DarthInfinix

joined 1 year ago
[–] DarthInfinix@alien.top 1 points 11 months ago

Hmm, theoretically if you switch to a super light Linux distro, and get the q2 quantization 7b, using llama cpp where mmap is on by default, you should be able to run a 7b model, provided i can run a 7b on a shitty 150$ Android which has like 3 GB Ram free using llama cpp

[–] DarthInfinix@alien.top 1 points 11 months ago

Probably be more economical to rent a a100

[–] DarthInfinix@alien.top 1 points 11 months ago (1 children)

first off, why is your title formatted like an article? you mention being a student, so do you imply you want resources for studying the underlying architecture on the large language models? in which case you could watch the channel of "Andej Karpathy" which was pretty enlightening to a layman like me, but it's pretty hard to progress further than that on the 'science' of llms without a cs degree.
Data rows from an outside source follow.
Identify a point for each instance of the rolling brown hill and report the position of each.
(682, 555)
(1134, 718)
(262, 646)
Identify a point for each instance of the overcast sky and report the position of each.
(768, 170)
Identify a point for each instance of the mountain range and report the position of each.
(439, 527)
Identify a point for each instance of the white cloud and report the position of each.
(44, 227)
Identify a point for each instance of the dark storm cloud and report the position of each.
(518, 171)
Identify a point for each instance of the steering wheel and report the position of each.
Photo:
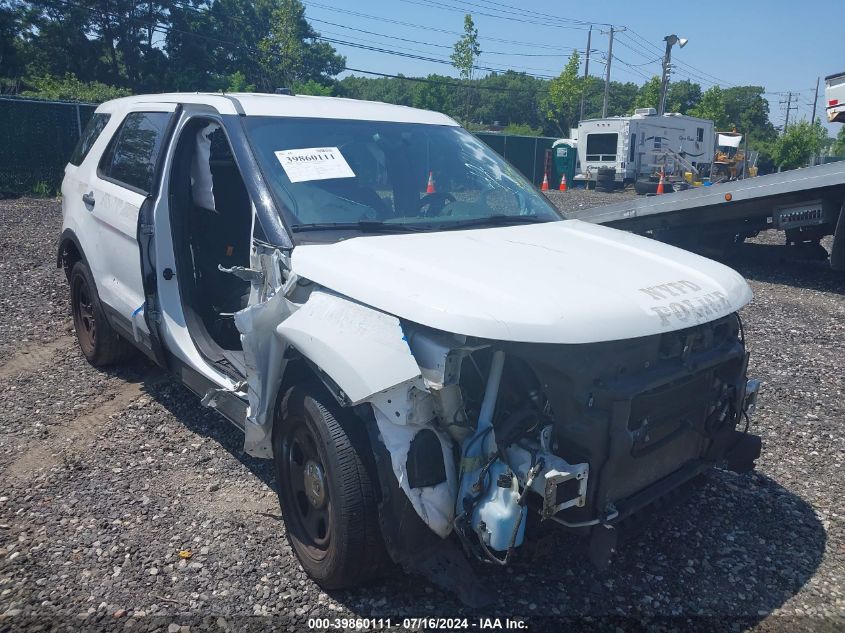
(433, 203)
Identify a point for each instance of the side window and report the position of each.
(89, 135)
(132, 155)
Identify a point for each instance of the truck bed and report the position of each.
(741, 207)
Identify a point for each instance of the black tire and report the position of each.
(98, 341)
(328, 498)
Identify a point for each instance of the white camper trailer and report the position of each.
(637, 147)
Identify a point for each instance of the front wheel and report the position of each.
(328, 498)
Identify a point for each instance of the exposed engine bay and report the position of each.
(582, 434)
(472, 436)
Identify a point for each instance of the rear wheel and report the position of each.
(327, 497)
(98, 341)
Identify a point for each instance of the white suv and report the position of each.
(425, 347)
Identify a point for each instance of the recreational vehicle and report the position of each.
(639, 146)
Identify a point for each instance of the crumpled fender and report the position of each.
(364, 357)
(362, 350)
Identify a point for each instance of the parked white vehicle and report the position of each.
(834, 93)
(424, 368)
(635, 146)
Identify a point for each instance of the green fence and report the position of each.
(526, 153)
(37, 138)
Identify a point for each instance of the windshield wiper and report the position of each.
(494, 220)
(365, 226)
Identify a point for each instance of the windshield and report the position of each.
(371, 175)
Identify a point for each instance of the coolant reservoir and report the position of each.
(500, 511)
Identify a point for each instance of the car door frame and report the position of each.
(130, 301)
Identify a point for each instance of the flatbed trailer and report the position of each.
(807, 204)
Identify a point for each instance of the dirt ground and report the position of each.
(107, 476)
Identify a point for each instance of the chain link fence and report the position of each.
(36, 139)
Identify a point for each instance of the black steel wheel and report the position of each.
(99, 343)
(326, 490)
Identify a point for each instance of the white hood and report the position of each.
(557, 282)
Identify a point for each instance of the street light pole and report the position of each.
(670, 40)
(607, 75)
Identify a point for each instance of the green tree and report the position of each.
(69, 88)
(682, 96)
(562, 104)
(798, 144)
(838, 147)
(648, 96)
(466, 52)
(292, 53)
(238, 83)
(522, 129)
(11, 45)
(712, 107)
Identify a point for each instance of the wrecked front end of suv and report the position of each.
(471, 434)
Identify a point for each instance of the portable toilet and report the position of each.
(565, 156)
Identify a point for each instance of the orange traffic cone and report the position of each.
(429, 188)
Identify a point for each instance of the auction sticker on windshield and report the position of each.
(314, 163)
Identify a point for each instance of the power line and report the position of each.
(423, 27)
(447, 46)
(509, 16)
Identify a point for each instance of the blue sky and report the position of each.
(779, 44)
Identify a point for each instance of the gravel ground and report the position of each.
(107, 476)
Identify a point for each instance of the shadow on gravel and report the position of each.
(780, 264)
(738, 547)
(186, 408)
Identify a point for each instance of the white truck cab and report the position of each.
(424, 346)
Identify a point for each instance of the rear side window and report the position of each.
(602, 146)
(89, 135)
(132, 155)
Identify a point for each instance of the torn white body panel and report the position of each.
(362, 350)
(400, 414)
(554, 282)
(264, 357)
(364, 354)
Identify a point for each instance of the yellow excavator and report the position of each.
(730, 161)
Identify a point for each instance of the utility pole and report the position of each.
(789, 108)
(815, 101)
(586, 71)
(670, 40)
(607, 75)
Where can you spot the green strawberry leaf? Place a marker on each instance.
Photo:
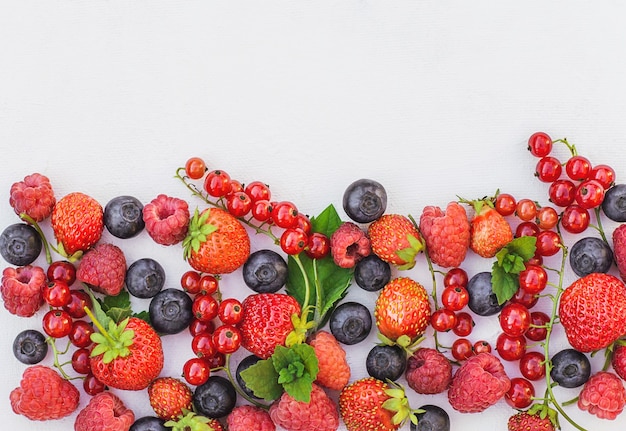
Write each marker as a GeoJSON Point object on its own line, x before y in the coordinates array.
{"type": "Point", "coordinates": [262, 379]}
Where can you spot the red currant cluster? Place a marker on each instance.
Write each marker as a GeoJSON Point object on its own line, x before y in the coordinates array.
{"type": "Point", "coordinates": [252, 204]}
{"type": "Point", "coordinates": [209, 343]}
other than that, there really isn't a 'study' to be done of llms, as it's a pretty new field, unless you want to get into hardcore ml stuff with a cs degree and all, as for models, with your not quite 'cutting edge' pc, you could try a yi 34b finetune for longer context , though it's prone to break from my testing, or you could try many smaller 7b models, of which i have been enjoying the whole family of mistral finetunes the most (openorca, openhermes, etc).

for roleplay and stuff the LLaMa Tiefighter model is pretty cool. if you truly want access to cutting edge hardware that will be capable of running the best open source models. eg llama 70b or goliath 120b, you could look into paid cloud gpu services like runpod which are pretty easy to use and i had a mostly positive experience running llms there. hope this answer helps.